Cari amici, amiamo la Chiesa come figli che amano la Madre che ha dato loro la vita. Troviamola bella e degna di amore anche quando qualche ruga solca il suo volto o quando ci sembra di non capire fino in fondo le sue scelte e i suoi tempi. La Chiesa non si inventa, ma si riceve: è dono del Crocifisso risorto. Non possiamo dirci ed essere Chiesa senza fare atti di appartenenza ad essa. La mia Chiesa: mia non di possesso, ma di legame. Mia come lo è il respiro senza il quale non vivrei. Mia come lo è il cuore e, senza, non sarei. Noi apparteniamo ad una Chiesa viva e come popolo di Dio impariamo a pronunciare tre grandi “no” e tre grandi “sì”.
Il primo “no” è quello al disimpegno, cui nessuno ha diritto, perché i doni ricevuti da ognuno vanno vissuti nel servizio degli altri: a questo “no” deve corrispondere il “sì” alla corresponsabilità, per cui ognuno si faccia carico per la propria parte del bene comune da realizzare secondo il disegno di Dio. Il secondo “no” è alla divisione, cui nessuno può sentirsi autorizzato, perché i carismi vengono dall’unico Signore e sono orientati alla costruzione dell’unico Corpo, che è la Chiesa: il “sì” che ne consegue è quello al dialogo fraterno, rispettoso della diversità e volto alla costante ricerca della volontà del Signore per ciascuno e per tutti. Il terzo “no” è quello alla conservazione e alla nostalgia del passato, cui nessuno deve acconsentire, perché lo Spirito è sempre vivo ed operante nella vita e nella storia: a questo “no” deve corrispondere il “sì” alla continua riforma, per la quale ognuno possa realizzare sempre più fedelmente la volontà di Dio.
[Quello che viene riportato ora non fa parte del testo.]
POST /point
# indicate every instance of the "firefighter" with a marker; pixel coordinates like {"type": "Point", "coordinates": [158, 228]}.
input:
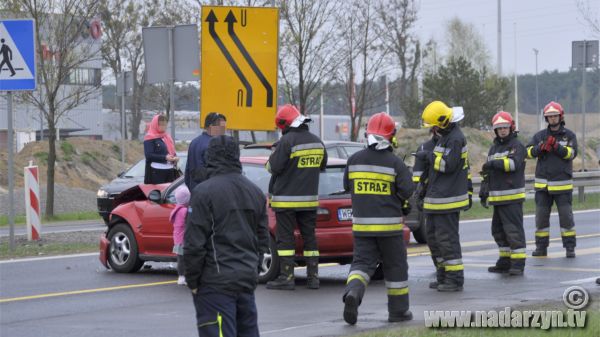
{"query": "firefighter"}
{"type": "Point", "coordinates": [447, 194]}
{"type": "Point", "coordinates": [504, 172]}
{"type": "Point", "coordinates": [555, 149]}
{"type": "Point", "coordinates": [380, 184]}
{"type": "Point", "coordinates": [295, 166]}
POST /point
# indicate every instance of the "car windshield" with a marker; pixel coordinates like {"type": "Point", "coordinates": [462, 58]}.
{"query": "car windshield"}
{"type": "Point", "coordinates": [138, 170]}
{"type": "Point", "coordinates": [330, 181]}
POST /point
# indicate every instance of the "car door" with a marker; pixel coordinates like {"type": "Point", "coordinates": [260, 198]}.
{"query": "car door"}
{"type": "Point", "coordinates": [156, 228]}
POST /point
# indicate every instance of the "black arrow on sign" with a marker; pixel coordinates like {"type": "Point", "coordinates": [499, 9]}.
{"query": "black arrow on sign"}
{"type": "Point", "coordinates": [231, 20]}
{"type": "Point", "coordinates": [211, 19]}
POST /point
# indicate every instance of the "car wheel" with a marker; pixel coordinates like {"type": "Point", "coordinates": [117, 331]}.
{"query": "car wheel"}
{"type": "Point", "coordinates": [123, 250]}
{"type": "Point", "coordinates": [420, 234]}
{"type": "Point", "coordinates": [270, 266]}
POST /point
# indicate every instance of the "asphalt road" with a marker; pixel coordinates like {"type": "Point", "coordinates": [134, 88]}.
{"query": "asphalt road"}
{"type": "Point", "coordinates": [76, 296]}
Quanto bisogno c’è di comunione! Vorrei si mostrasse a tutti una Chiesa in grado di suscitare e coltivare con ciascuno relazioni di rispetto e di reciproco amore.
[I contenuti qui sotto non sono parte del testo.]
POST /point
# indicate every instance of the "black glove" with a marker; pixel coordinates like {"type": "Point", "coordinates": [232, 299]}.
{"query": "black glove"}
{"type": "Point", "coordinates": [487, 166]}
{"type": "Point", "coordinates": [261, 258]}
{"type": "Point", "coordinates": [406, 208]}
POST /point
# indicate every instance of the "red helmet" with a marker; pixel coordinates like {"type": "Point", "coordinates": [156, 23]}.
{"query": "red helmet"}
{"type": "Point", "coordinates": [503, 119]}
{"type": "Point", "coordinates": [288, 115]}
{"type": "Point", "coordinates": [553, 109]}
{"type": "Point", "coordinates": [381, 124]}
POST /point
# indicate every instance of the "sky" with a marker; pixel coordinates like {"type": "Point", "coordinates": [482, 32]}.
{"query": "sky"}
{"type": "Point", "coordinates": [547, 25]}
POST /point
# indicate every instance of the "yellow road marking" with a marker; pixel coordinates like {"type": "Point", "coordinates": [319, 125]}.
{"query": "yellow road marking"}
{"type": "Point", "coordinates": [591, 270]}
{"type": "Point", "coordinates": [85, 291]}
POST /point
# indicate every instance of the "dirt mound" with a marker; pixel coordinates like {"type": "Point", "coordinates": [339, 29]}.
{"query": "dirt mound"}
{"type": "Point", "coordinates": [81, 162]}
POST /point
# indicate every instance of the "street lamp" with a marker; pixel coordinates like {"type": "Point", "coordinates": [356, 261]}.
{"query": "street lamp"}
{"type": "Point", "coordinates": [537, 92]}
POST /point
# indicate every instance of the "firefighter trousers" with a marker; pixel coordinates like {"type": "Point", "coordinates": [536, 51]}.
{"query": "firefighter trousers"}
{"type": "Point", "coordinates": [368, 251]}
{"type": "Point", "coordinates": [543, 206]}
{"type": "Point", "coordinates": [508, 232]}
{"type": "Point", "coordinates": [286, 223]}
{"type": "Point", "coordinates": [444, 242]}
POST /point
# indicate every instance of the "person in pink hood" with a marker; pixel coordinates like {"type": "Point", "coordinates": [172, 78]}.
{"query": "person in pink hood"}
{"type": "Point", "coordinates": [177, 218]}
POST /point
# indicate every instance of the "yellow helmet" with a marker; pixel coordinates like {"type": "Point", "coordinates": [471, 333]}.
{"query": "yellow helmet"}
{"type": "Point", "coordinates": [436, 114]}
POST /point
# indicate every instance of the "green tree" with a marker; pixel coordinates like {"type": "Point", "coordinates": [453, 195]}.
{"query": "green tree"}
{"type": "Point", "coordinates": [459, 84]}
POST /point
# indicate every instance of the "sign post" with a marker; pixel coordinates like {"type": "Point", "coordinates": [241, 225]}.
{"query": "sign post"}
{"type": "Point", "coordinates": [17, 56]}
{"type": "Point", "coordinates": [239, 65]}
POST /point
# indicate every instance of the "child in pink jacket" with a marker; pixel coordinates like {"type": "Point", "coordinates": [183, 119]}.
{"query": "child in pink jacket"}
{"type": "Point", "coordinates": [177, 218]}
Sogno con voi la Chiesa sempre più missionaria, in uno slancio di servizio, che invita tutti ad incontrare Gesù e il suo amore che riempie la vita. Tante persone nelle nostre parrocchie aspettano cha andiamo loro incontro e che le guardiamo con quella tenerezza che abbiamo sperimentato e ricevuto dal nostro rapporto con Dio. È il potere che abbiamo, non quello dei nostri ideali e progetti personali, bensì la forza della sua misericordia che trasforma e dà vita. Nonostante la fatica che tutto questo comporta, non pieghiamoci sulla lamentela di quello che manca, né concentriamoci sulla zizzania, ma sul grano buono. Dobbiamo educarci di più a partire con il vedere ciò che di positivo è presente nel nostro vissuto, così da aprire orizzonti nuovi e spazi di speranza. È il mio augurio per il nuovo anno pastorale.
Maria, Madre della Chiesa, interceda per noi e ci aiuti ad essere operatori pastorali credibili e degni dell’amore del Figlio Gesù.